A imagem construída pela cultura pop de uma cidade inteligente não é preenchida apenas por carros voadores e casas automatizadas. Uma das ideias mais populares do futuro passa pelo espalhamento de câmeras e reconhecimento facial por ambientes públicos e privados para promover melhorias para a população. Há, no entanto, uma série de críticas por trás desse tipo de inovação.
Os possíveis benefícios das câmeras de reconhecimento facial são notórios. Elas propõem auxiliar na localização de pessoas desaparecidas, na coleta de dados para inteligência nos transportes, na redução de atritos, no planejamento de serviços públicos e, principalmente, no combate à criminalidade.
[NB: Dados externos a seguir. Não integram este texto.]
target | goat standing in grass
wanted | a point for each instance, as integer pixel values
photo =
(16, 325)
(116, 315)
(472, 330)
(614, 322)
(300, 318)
Garantir segurança à população é um dos grandes chamarizes da tecnologia.
É para coibir atividades criminosas, por exemplo, que o Metrô de São Paulo utilizaria câmeras de reconhecimento facial nas estações. A Linha 3-Vermelha receberia 1.381 câmeras com inteligência artificial para identificação de pessoas. Quando estivesse 100% completo, o sistema contaria com, aproximadamente, 5 mil delas em todas as estações das linhas 1-Azul, 2-Verde, 3-Vermelha e 15-Prata.
O pregão do projeto Smart Sampa, que estava marcado para acontecer na segunda-feira (5), foi suspenso após questionamentos e controvérsias. E não foi a primeira vez que algo do tipo aconteceu. Em 2021, a ViaQuatro foi condenada a pagar R$ 100 mil pela captação de imagens por câmeras de reconhecimento facial sem o consentimento dos passageiros.
A possibilidade de viver em uma cidade permanentemente monitorada por câmeras é um tópico comum levantado por pessoas que enxergam esse cenário como uma distopia. “Há uma grande discussão sobre os limites da tecnologia para o fomento de um ‘sociedades de vigilância’, como se vê em países como a China”, exemplifica Ana Viana, doutoranda em direito público e digital na UFPR e na Paris 1 Sorbonne.
Para ela, a principal falha do sistema é no campo da segurança pública. “Apesar da crença de que a tecnologia é neutra, a inteligência artificial reproduz desigualdades. Se a sociedade é discriminatória, o reconhecimento facial também vai ser”, argumenta. O receio de pesquisadores do tema é que, ao utilizar câmeras de reconhecimento facial para identificar infratores, as forças públicas fomentem preconceitos.
A tecnologia de reconhecimento facial enfrenta resistência e foi até suprimida mundo afora. Diversas cidades dos Estados Unidos, por exemplo, proibiram a utilização e a Comissão Europeia defendeu o banimento da tecnologia para atividades voltadas à segurança pública. As opiniões contrárias se apoiam no histórico de falsos positivos que acontecem com pessoas negras, mulheres e transgêneros.
“Essa é uma forma publicitária de pregar segurança, de vender uma cidade moderna e eficiente. Entretanto, os erros cometidos pelas tecnologias de reconhecimento facial, que se equivocam mais com pessoas que já são bastante violadas pelo sistema, podem impulsionar ainda mais a discriminação”, acredita Pablo Nunes, doutor em ciência política e coordenador do Centro de Estudos de Segurança e Cidadania (CESeC).
Bruno Bioni, diretor-fundador do Data Privacy Brasil, entende que São Paulo estaria na contramão da tendência global de ser mais precavido no uso de reconhecimento facial. Na sua opinião, além do risco discriminatório e dos potenciais danos sociais, esse é um investimento ruim.
“Pessoas que forem presas incorretamente podem ir atrás dos seus direitos e usar a ineficiência da máquina pública para buscar indenizações”, ilustra. “Isso sem contar o risco de incidentes de segurança por causa do roubo de dados biométricos e de identidade”, adiciona.
Na última sexta-feira (02), a prefeitura de São Paulo anunciou a suspensão do pregão eletrônico para fornecimento e manutenção de equipamentos e infraestrutura da Plataforma de Videomonitoramento Smart Sampa.
A primeira versão do edital indicava que as “pessoas suspeitas” poderiam ser identificadas de acordo com a cor da pele, além do sistema tornar possível monitorar “vadiagem”.
Alvo de críticas, o projeto tem o objetivo de instalar 20 mil câmeras até 2024 com investimento de R$ 70 milhões por ano. A proposta é utilizar as câmeras para reconhecer “atitudes suspeitas, pessoas procuradas, placas de veículos e objetos perdidos”.